Religious right monkeying with our kids' textbooks again
Jan Jarboe Russell - San Antonio Express-News - original - Web Posted : 09/14/2003
It's Monkey Business time again in Texas.
The 15 members of the Texas Board of Education — individuals who have an ungodly amount of influence over what students nationwide read in their textbooks — are meeting in Austin to refight the science vs. religion argument over evolution.
Changes made in Texas textbooks influence textbooks all over the country because Texans spend about $344 million a year on these books — a number big enough to drive the textbook market.
People are always trying to make the case that Texas is changing. A lot of young, rich, smart outsiders have moved in — many of whom actually embrace the idea of evolution. These people have set up dot-com businesses, funded cancer research and made the case that the future belongs to those who understand medicine and biotechnology.
While it is true that there are plenty of scientific-minded Texans, these folks are vastly outnumbered by vociferous people who think religion — namely creationism — should be taught in science class. Thanks to the creationists, Texas will always be Texas.

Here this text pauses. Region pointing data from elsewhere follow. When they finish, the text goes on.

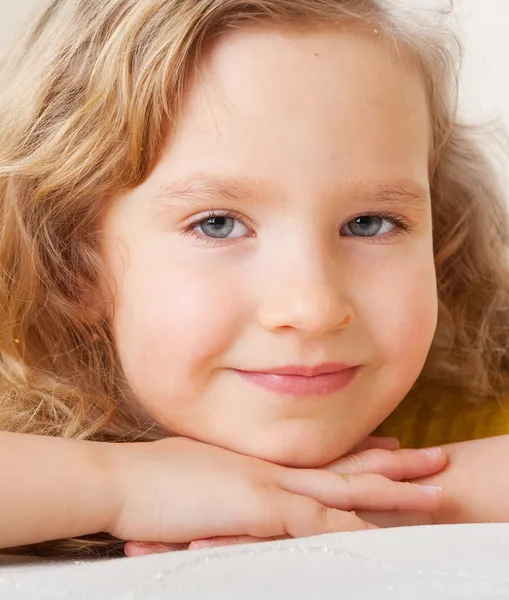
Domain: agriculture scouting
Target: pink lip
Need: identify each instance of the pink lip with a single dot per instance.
(303, 381)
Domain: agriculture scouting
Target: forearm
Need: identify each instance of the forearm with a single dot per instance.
(475, 482)
(51, 488)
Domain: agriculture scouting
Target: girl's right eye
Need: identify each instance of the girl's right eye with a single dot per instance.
(217, 227)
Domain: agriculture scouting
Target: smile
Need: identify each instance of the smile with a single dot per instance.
(302, 385)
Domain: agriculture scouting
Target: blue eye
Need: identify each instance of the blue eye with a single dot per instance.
(217, 226)
(371, 226)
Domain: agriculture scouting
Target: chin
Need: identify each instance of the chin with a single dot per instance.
(311, 454)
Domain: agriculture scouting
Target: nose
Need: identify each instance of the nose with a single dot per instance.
(308, 302)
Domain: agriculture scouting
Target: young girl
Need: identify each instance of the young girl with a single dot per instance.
(242, 231)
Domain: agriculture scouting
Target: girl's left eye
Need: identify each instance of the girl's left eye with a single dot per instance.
(218, 226)
(367, 226)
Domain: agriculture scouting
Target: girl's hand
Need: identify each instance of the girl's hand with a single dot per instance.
(178, 490)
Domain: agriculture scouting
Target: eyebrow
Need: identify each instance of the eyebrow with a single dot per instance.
(200, 190)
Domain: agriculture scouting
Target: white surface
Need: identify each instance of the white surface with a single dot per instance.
(422, 563)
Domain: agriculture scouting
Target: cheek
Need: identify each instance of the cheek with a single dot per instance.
(402, 319)
(172, 321)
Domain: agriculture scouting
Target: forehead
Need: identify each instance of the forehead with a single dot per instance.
(288, 103)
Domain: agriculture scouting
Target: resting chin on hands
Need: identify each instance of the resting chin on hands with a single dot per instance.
(379, 456)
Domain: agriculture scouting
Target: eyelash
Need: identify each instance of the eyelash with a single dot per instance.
(403, 226)
(212, 214)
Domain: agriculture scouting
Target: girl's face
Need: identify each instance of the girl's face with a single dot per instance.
(287, 227)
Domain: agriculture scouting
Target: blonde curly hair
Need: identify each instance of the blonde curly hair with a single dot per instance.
(86, 100)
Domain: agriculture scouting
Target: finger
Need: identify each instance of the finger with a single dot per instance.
(397, 465)
(384, 443)
(305, 517)
(397, 518)
(363, 492)
(234, 540)
(132, 549)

The truth is — as usual — frustratingly complex. Evolution is not a matter of faith. It's a conceptual framework that explains how what we call "life" works and changes over time. It has nothing to do with religion. It's not something you "believe" — it's something you study to pass tests, get into college and become a doctor. You can study evolution and believe in God. Plenty of people do it.
But if the hard-core creationists get their way this year, Texas may also become Kansas. In 1999, the reputation and economy of Kansas took a big hit after the Kansas Board of Education dropped the teaching of evolution from its standards. As a result of the anti-intellectual outcry, the Kansas board itself evolved — and has since become more evolution-friendly.
Creationism now has a new, modern-sounding name. It's called intelligent design — ID — the theory that cosmic forces, or what most of us call God, direct human development. The goal of ID leaders is not to completely get rid of evolution in the classroom, just to cast doubt on it and insist that creationism is offered as well.
The ID movement, led in part by a think tank in Seattle called the Discovery Institute, is to convince school boards to present what the institute says are weaknesses in evolutionary theory. Toward that end, ID has ignited evolution debates not just in Texas but also in New Mexico, Michigan, Ohio and California.
Here in Texas, the fight over evolution is now being waged over which details should be omitted and which should be added in biology books. We may not know how life began or exactly how life evolves, but that doesn't stop the Texas Board of Education from its relentless nitpicking.
This year, the nitpicking is over biology. But the textbook battle isn't just over biology. Every year the state board of education takes up a new textbook in a different subject, and every year it's a political and religious battle.
For instance, last year the board changed a sixth-grade social studies book that read: "Glaciers formed the Great Lakes millions of years ago." Religious conservatives objected because it didn't fit their timeline of creation. The book was changed to read: "Glaciers formed the Great Lakes in the distant past."
Many other changes have been made to adapt what children are taught to the political agenda of religious conservatives. A photograph of a woman carrying a briefcase was omitted from a textbook because the board of education decided the photo undermined family values.
A publisher deleted the following passage because it was considered too friendly to Islam: "Al-Qaida's leader, Osama bin Laden, told his followers that it was a Muslim's duty to kill Americans. No idea could be further from Muslim teachings. The Quran, Islam's holiest book, tells soldiers to show civilians kindness and deal with them justly."
So the Monkey Business is not just about evolution. It's about everything — how slavery is presented in history class, how sex education should be taught, whether global warming can be explained. You name it, we fight over it.
A rational person might argue that this could all be solved if we could all just agree that religion should be taught in churches or at home and that academic matters should be taught in school.
But that would take all the Monkey Business out of it — and let's face it, we're not that evolved.